Sapristi ! me voilà bien !

BENOÎT, appelant.

Vachonnet !

BROSSARD.

Un instant, que diable !... j’ai dit : Si Malvoisie était un filou ? mais il ne l’est pas.

À part.

Après tout, il a été acquitté.

Haut.

Je voulais vous faire peur !

BENOÎT.

C’est ce que nous verrons... J’ai des soupçons... d’abord il n’est pas marié, il n’a pas d’enfants... Où sont-ils ses cinq enfants ?

BROSSARD.

Oh ! c’est un détail !

BENOÎT.

Tout ça c’est louche ; je te préviens que je vais le surveiller... et si je le trouve le moindrement véreux... crac ! tout est rompu !

BROSSARD.

C’est convenu !

À part.

Je n’ai qu’un moyen, c’est de le camper tout de suite à la porte !

Haut.

Adieu... beau-père !

BENOÎT.

Beau-père ! Pas encore...

BROSSARD.

Oh ! je suis bien tranquille !

Ensemble.

BROSSARD.

Air.

Ah ? quelle sotte aventure !

Trouver un tel garnement

Installé chez ma future...

Il faut qu’il parte à l’instant.

BENOÎT

À voir sa sotte figure !

Il est positif qu’il ment.

Que penser de son allure ?

C’est à s’y perdre, vraiment.

Brossard entre dans le bal.

 

 

Scène XI

 

BENOÎT, puis VACHONNET et BABOCHET

BENOÎT, seul.

C’est drôle !... pourquoi cette émotion... et puis ce qu’il vient de me dire... Ah ! je me refroidis pour Brossard... un avocat ! Qu’est-ce que c’est que ça, un avocat ? Tandis qu’un commerçant !...

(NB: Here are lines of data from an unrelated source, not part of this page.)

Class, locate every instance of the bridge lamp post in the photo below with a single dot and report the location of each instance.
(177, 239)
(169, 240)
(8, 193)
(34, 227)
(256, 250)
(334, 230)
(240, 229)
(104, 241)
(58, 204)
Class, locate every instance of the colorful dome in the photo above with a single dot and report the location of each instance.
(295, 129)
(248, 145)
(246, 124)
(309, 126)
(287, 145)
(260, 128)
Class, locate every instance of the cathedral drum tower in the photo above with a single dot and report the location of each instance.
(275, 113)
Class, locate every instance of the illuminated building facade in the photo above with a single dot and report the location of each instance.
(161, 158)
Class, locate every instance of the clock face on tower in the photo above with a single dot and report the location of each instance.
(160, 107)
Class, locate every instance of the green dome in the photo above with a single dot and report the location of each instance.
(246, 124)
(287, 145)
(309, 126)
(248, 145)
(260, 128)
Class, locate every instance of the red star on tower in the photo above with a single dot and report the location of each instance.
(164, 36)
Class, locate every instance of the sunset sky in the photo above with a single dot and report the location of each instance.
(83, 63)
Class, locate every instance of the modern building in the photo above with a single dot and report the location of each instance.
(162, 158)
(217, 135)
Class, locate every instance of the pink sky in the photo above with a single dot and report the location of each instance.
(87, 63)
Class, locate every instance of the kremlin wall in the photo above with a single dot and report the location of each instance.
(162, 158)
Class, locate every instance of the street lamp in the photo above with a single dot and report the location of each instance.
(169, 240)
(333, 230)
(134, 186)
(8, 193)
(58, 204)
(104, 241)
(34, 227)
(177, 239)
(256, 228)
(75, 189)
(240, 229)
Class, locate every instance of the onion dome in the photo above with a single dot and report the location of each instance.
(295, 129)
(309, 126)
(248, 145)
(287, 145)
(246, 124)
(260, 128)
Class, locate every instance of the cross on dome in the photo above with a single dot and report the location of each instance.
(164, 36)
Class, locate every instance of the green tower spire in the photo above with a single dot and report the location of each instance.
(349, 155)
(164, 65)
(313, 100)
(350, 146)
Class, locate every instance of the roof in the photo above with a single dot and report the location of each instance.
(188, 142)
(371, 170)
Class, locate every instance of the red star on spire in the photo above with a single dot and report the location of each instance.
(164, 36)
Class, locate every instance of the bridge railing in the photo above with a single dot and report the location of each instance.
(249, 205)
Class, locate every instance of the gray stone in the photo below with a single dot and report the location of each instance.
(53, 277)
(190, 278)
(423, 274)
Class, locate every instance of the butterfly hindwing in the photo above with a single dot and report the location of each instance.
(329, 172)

VACHONNET, sortant de la gauche avec des papiers.

Le beau... beau... beau-père

S’approchant de Benoît.

en... en... en... en...

BENOÎT.

C’est Vachonnet ! ce brave garçon...

VACHONNET, montrant des papiers.

Enchanté... j’ai trou... trou... trou... trou...

BENOÎT.

Tu as trou trou... quoi ?

VACHONNET.

Trouvé l’erreur...

BENOÎT, à part.

En voilà un qui n’abuse pas de la parole... ce don des dieux !

VACHONNET.

Vous aviez retete... tenu... trois... et il fallait retete... tenir quatre !

BENOÎT, prenant le papier.

Il a raison... Quel bon comptable !... Voilà le gendre qu’il me faudrait.

VACHONNET.

J’ai vu mon, on... mon oncle... il donne les vingt... les vingt...

BENOÎT.

Quels vins !

VACHONNET.

Les vingt mille francs de plus... pour la do... dot.

BENOÎT.

Vingt mille francs de plus pour la dodot ! bigre !

À part.

C’est drôle, comme je me refroidis pour Brossard.

Haut.

Vachonnet, espérance et confiance ! Je ne te dis que ça... Si je peux pincer l’autre... le Malvoisie !... et je le pincerai !...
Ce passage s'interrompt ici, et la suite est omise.